La corbeille de faux fruits en plastique prend la poussière sous la télévision. Fausses oranges, fausses bananes, faux citrons. Des enfants ont mordu dedans, y ont laissé de petites ridules blanches, la marque de leurs dents.
La porte-fenêtre est entrebâillée. La moquette d’un bleu passé est élimée à cet endroit. Elle fait de petits rouleaux sous les pieds. De l’eau s’est infiltrée dessous. Taches brunes. Le rideau de percale se soulève lentement et laisse entrevoir une petite cour bétonnée. Lourds les parfums du dehors où tout semble cuire comme dans un four. Confit d’agrumes, d’arums et de fonds de poubelles. Il est midi. Des oignons rissolent dans la cuisine à côté.
La table basse est encombrée. Un sac de tricot, des programmes télé, une pile de Veillées des chaumières. La télécommande est posée sur un napperon jauni.
L’aile de la colombe en plâtre, posée sur le bord du buffet, a été soigneusement recollée. Il faut s’approcher pour s’en apercevoir. Jusqu’à sa prochaine chute, l’oiseau est figé au moment où il prend son envol, ses petites pattes impatientes s’agrippent à une branche de cerisier en fleur. Certains bourgeons en plâtre sont éclos, d’autres non. La peinture commence à s’écailler. Plaisir d’offrir écrit sur étiquette or, c’est collé dessous si l’on prend la peine de soulever.
Le mur opposé à la porte-fenêtre est percé de briques de verre. On devine, derrière, le passage étroit où finissent de cuire des framboisiers. La lumière qui traverse les briques souligne l’imperfection du faux plafond qui gondole. On dirait du polystyrène sous la main. Des traces de doigts à plusieurs endroits. Le plafond est bas. Le salon est une ancienne remise transformée en salon. Il fallait un endroit pour les repas du dimanche et pour la télévision.
On passe du salon à la cuisine en montant une marche carrelée assez haute. On entre par une porte quelconque qui accroche le carrelage lorsqu’on la pousse à fond. Sous un globe orangé, la vieille est assise à une table ovale. Une barquette blanche qui a dû contenir des blancs de poulet ou un filet de poisson lui sert à recueillir les pelures de pommes de terre qu’elle est en train d’éplucher. Elle a chaud. Des gouttes de sueur perlent sur ses joues parcheminées. Elle a chaud et pleure doucement.

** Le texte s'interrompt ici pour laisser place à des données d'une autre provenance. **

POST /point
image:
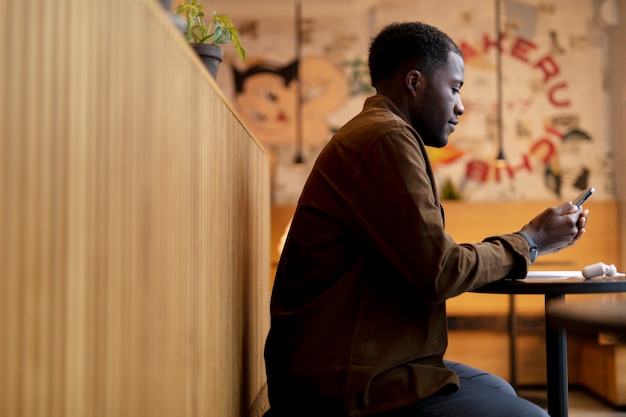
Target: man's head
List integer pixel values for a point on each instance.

Écriture quasi clinique d’un intérieur, à la fois Impitoyable et tendre. Prenant. Merci
Merci Muriel. J’ai plutôt l’impression de subir cette écriture clinique. Il y manque une forme de légèreté, ça respire mal et ce n’était pas spécialement voulu. Mais enfin, cela fait sens pour moi « impitoyable et tendre ». A creuser donc.
Mais que c’est beau cet intérieur dans lequel on rentre à tâtons, et ces tables, et ces fruits et ces pelures et la vieille, merci beaucoup.
Merci à vous Clarence pour ces retours. Vécu comme tâtonnement d’écriture de mon côté.